Modernism never really died. Modernist boxes will continue to be built as long as real-estate development is in the hands of people whose imaginations are as limited as their budgets
Yet Postmodernism also lives on, perhaps most strongly expressed in the more-the-merrier approach to designing façades, made possible by the availability of new siding products like the fiber-cement planks, panels, and shingles found in the James Hardie catalog. New building materials (and new architectural-design software) have led us into an era in which multiple sidings have become not just possible, but standard, while planning boards continue to sing the refrain, “Can you break up the façade?”
Today’s playful pastiche of architectural elements has become so common that one might be hard pressed to even call it a style. While some recent projects resemble the original Postmodern buildings, they lack the (admittedly problematic) philosophical underpinnings of their forebears, which rejected Modernism’s dogmatism in favor of the subjective pursuit of beauty. What is left is an architecture that is neither traditional nor innovative, besotted with symbols without meaning, references without contexts, and a streetscape whose language is devoid of significance, which may be the Postmodern movement’s most significant achievement.
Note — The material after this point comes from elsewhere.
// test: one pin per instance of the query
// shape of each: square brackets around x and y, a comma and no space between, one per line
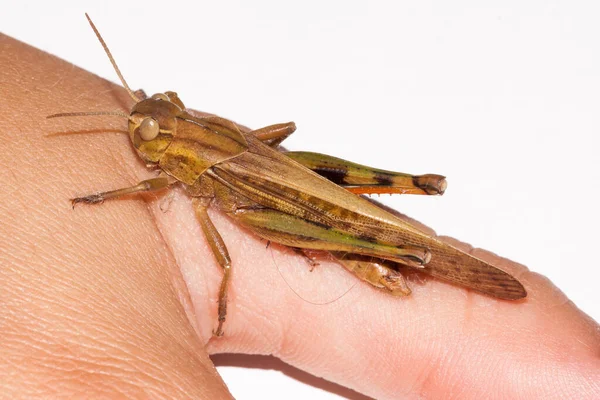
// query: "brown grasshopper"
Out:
[303,200]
Modern architecture was based on the belief that technology and rational thought could be leveraged to provide more people with better, healthier lives. The Postmodernists regarded Modernism (particularly the Bauhaus and the International styles) as not only aesthetically dehumanizing, but philosophically bankrupt, along with all other meta-narratives and theories that sought to define universal truths or give sense to our chaotic world. Postmodernism’s answer was to implode (sometimes literally) Modernist structures and negate the integrity of the whole endeavor.
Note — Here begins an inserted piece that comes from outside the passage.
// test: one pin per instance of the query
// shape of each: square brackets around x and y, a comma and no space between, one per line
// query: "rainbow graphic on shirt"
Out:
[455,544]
The Postmodern movement is closely associated with another “post-” school of thought, post-structuralism. Whereas structuralist theory presented a means of understanding art and culture by “reading” nearly everything as “texts,” and thereby identifying a coherent language of signs and symbols, post-structuralism dismissed this discourse as subjective, rather than universal, and sought to reduce that language to nonsense. For example, a structuralist might “read” one’s physical characteristics to determine one’s gender; a post-structuralist dismisses the existence of meaningful gender distinctions and might take a non-binary view. Post-structuralism’s legacy is mixed: on one hand, it elevated marginalized discourses, but on the other, it opened the door to “alternative facts” and other forms of nihilism.
Postmodern architects sought to cleanse their work of identifying tropes, opting instead for allusion, pastiche, or even incoherence, which some viewed as the only proper response to a world without meaning. But as with any intellectual movement, the concepts dissipated over time and eventually devolved into derivative frivolity saddled with its own set of motifs — pink stone, greenish metalwork, variably shaped windows, incongruous juxtapositions and reinterpreted Classical elements — prompting architect and author Nir Bouras to conclude,“Postmodernism is Modernism in drag.”